Put ensuring a work environment that is accessible for all employees on your 2019 to-do list.
With appropriate support and guidance, disabled employees can contribute effectively, work productively, and be excellent additions to your workforce. Take a few minutes to go through this checklist to shore up your Americans with Disabilities Act (ADA) compliance and maximize the satisfaction and performance of your employees with disabilities.
Review the ADA laws. Familiarize yourself with government guidelines, and identify areas where your workplace could be improved. The most common violations involve ramps that are too steep, toilets that are not easily accessible, aisles and spaces that cannot be navigated easily by wheelchairs, and wall-mounted objects or shelves that are too high to be easily reached. Note that the ADA mandates each employee be treated on an individual basis; and remember that not all disabilities are physical or visible.

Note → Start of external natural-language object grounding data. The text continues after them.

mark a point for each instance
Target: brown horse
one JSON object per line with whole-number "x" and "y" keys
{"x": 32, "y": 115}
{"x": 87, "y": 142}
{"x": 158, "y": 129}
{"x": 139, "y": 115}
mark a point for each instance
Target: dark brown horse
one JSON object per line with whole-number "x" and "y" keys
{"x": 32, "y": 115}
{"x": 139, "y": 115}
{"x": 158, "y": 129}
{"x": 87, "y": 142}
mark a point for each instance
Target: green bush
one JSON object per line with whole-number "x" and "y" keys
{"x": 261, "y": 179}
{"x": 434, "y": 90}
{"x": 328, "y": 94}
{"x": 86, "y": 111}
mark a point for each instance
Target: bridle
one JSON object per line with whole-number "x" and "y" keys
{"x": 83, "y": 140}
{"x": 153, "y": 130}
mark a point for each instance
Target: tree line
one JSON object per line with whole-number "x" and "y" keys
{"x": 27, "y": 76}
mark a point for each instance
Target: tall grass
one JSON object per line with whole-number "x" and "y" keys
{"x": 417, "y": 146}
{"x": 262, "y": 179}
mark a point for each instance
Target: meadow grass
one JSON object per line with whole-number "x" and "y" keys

Educate your team. Get buy-in from everyone on staff to ensure a disability-friendly, equal-opportunity organization. According to the Employer Assistance and Resource Network on Disability Inclusion (EARN), “Expressing commitment to a diverse workplace welcoming of the skills and talents of people with disabilities, both internally and externally, is one of the easiest ways to foster a disability-inclusive culture.” Consider equal opportunity statements on your organization’s website, ads and social media posts that feature people with disabilities, and participation in or partnerships with community organizations supporting people with disabilities. Make sure all employees understand the ADA and the rights of employees with disabilities. Encourage them to welcome disabled colleagues and help them feel welcome and engaged.
Create a disability-friendly workspace. Consider finding an expert to help assess your organization’s spaces and recommend changes such as adding ramps and maximizing open spaces in hallways and walkways. Be prepared to accommodate service animals and assign accessibility-friendly parking spaces where applicable.
Promote open communication. Don’t be afraid to talk to disabled employees about what they need to make their workspace more comfortable or accessible and to maximize their job performance. Stress that you are committed to helping them live up to their potential and that you want to provide necessary accommodations.
Promote a culture of inclusion and equality that welcomes people who are qualified for various jobs, despite any disabilities. By welcoming people with disabilities into your ranks, you send a message that your organization values people as individuals and is committed to employee engagement and personal/professional development.
Editor’s Note: Congressional Democrats recently introduced legislation called “Raise the Wage Act” that would stop the Department of Labor from allowing some employers to pay significantly disabled workers less than the federal minimum wage.